Get Adobe Flash player

Un feliz empeño


Por: Ifigenia Herrera

Lo único imposible es aquello que no intentas Bob Marley

Dentro de las manifestaciones artísticas, la música en nuestro país tiene un profundo arraigo. La música nos convoca y en torno a ella, generalmente, nos reunimos. Somos una nación pródiga en cantantes, músicos y compositores.

No soy especialista en la temática, pero sabemos que por el mudo se pasean exitosamente nuestros sones, boleros, guarachas, congas y mambos, entre otros, y que la influencia de algunos de ellos ha sido valiosa en el universo sonoro de diversos países dando lugar a importantes fusiones. Y ello nos enorgullece pues somos dueños de un reconocido patrimonio musical que no solo debe ser preservado sino además merece ser reconocido y divulgado dentro de nuestro propio pueblo y, especialmente, en las nuevas generaciones de cubanos.

Todo empeño cultural que enaltezca y difunda cualquier obra de arte, y en este caso, las obras musicales cubanas debe ser apoyado y tenido en cuenta y, si además de este objetivo vincula a los jóvenes como protagonistas resulta muy oportuno.
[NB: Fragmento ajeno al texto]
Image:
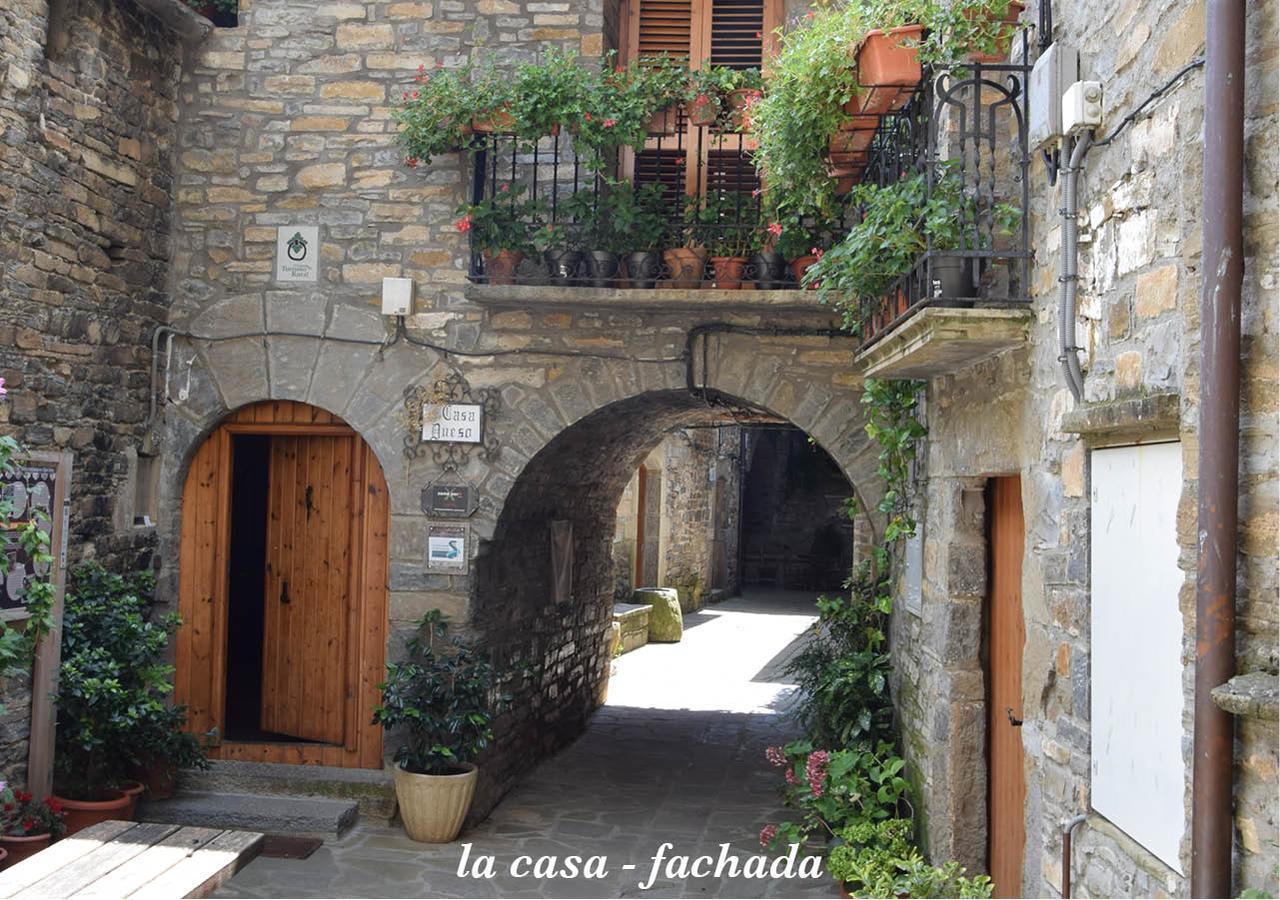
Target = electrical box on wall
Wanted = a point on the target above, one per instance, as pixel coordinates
(1082, 106)
(1056, 68)
(397, 296)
Así sucede con Sonando en Cuba, espacio televisivo que acapara la atención de todos por su factura, ingenio, dinamismo y el interés que despierta en los diversos sectores. Si la primera temporada fue plausible, la segunda lo es más por ser más abarcadora. A mi juicio, ha sido una victoria en el rescate del buen gusto, lo autóctono y la muestra de nuestro legado musical en las voces de jóvenes talentos provenientes de todo el país.

Ahora queda en manos de los que toman decisiones, los directores y productores, entre otros, la creación de una estrategia de trabajo que vincule a esta joven cantera en aras de buscar, entre otros aspectos, mejoras en las ofertas culturales. Los actores de Sonando en Cuba, jóvenes con deseos de triunfar, han demostrado que si se trabaja con ellos es posible, a corto plazo, ser testigo del renacimiento de tríos y cuartetos, tal vez con la calidad de aquellos que marcaron hitos en nuestra historia musical.

Debemos celebrar el esfuerzo y la dedicación del colectivo de Sonando en Cuba en el rescate y puesta en práctica de lo nuestro. Empeño acertado que marca pautas en el hacer cultural y deviene desafío para los continuadores.